Characterization of human cytokeratin 2, an epidermal cytoskeletal protein synthesized late during differentiation

Affiliations
Comparative Study

Characterization of human cytokeratin 2, an epidermal cytoskeletal protein synthesized late during differentiation

C Collin et al. Exp Cell Res. 1992 Sep.

Abstract

Among the more than 30 different human proteins of the cytokeratin (CK) group of intermediate filament (IF) proteins, the significance of the epidermal polypeptide CK 2 (Moll et al., 1982, Cell 31, 11-24) has been repeatedly questioned in the literature.
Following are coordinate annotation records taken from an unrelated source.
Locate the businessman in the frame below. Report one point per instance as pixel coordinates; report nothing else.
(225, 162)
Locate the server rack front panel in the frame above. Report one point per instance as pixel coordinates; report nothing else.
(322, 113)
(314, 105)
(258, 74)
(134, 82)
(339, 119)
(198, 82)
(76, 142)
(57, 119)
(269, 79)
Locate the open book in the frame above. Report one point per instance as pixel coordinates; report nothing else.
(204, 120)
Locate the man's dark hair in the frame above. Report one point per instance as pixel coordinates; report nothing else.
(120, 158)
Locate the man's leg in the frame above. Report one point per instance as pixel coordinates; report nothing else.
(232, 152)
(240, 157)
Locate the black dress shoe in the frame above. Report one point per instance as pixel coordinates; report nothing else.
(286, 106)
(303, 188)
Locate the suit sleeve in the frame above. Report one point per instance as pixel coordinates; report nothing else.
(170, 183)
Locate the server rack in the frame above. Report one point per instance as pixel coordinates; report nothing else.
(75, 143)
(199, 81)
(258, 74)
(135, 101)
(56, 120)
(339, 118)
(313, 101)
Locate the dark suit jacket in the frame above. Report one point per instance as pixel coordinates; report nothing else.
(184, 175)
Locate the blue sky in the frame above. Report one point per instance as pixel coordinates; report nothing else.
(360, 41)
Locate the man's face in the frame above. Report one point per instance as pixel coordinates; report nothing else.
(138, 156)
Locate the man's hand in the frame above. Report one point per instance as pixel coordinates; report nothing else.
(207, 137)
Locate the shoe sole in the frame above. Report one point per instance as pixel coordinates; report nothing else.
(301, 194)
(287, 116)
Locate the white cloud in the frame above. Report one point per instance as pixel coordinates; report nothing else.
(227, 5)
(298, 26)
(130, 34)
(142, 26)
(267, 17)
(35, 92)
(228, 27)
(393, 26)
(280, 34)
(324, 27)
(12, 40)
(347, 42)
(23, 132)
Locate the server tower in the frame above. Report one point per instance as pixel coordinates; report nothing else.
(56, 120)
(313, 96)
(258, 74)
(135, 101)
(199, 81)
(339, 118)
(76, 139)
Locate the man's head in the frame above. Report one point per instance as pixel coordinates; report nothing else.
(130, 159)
Here, we show, by in vitro translation and protein gel electrophoresis, that human epidermis from various body sites does indeed contain relatively large amounts of mRNA encoding a distinct polypeptide comigrating with native epidermal CK 2. We also report the isolation of a cDNA clone encoding the complete sequence of CK 2, which is a type II CK different from--but related to--epidermal CKs 1 and 5 on the one hand and corneal CK 3 on the other. The mRNA of approximately 2.6 kb encodes a polypeptide of 645 amino acids and M(r) 65,852, in good agreement with the value of 65.5 kDa previously estimated from gel electrophoresis. This human CK, the largest so far known, displays several features typical of CKs of stratified epithelia, including numerous repeats of glycine-rich tetrapeptides in the head and tail domains. Northern blot and in situ hybridizations have shown that CK 2 is expressed strictly suprabasally, usually starting in the third or fourth cell layer of epidermis, and this was confirmed at the protein level by immunohistochemistry using CK 2-specific antibodies. The protein has been detected as a regular epidermal component in skin samples from different body sites, albeit as a minor CK in "soft skin" (e.g., breast nipple, penile shaft, axilla), but not in foreskin epithelium and in other epithelia, in squamous metaplasias and carcinomas, or in cultured cell lines derived therefrom. We propose that CK 2 is a late cytoskeletal IF addition synthesized during maturation of epidermal keratinocytes which probably contributes to terminal cornification.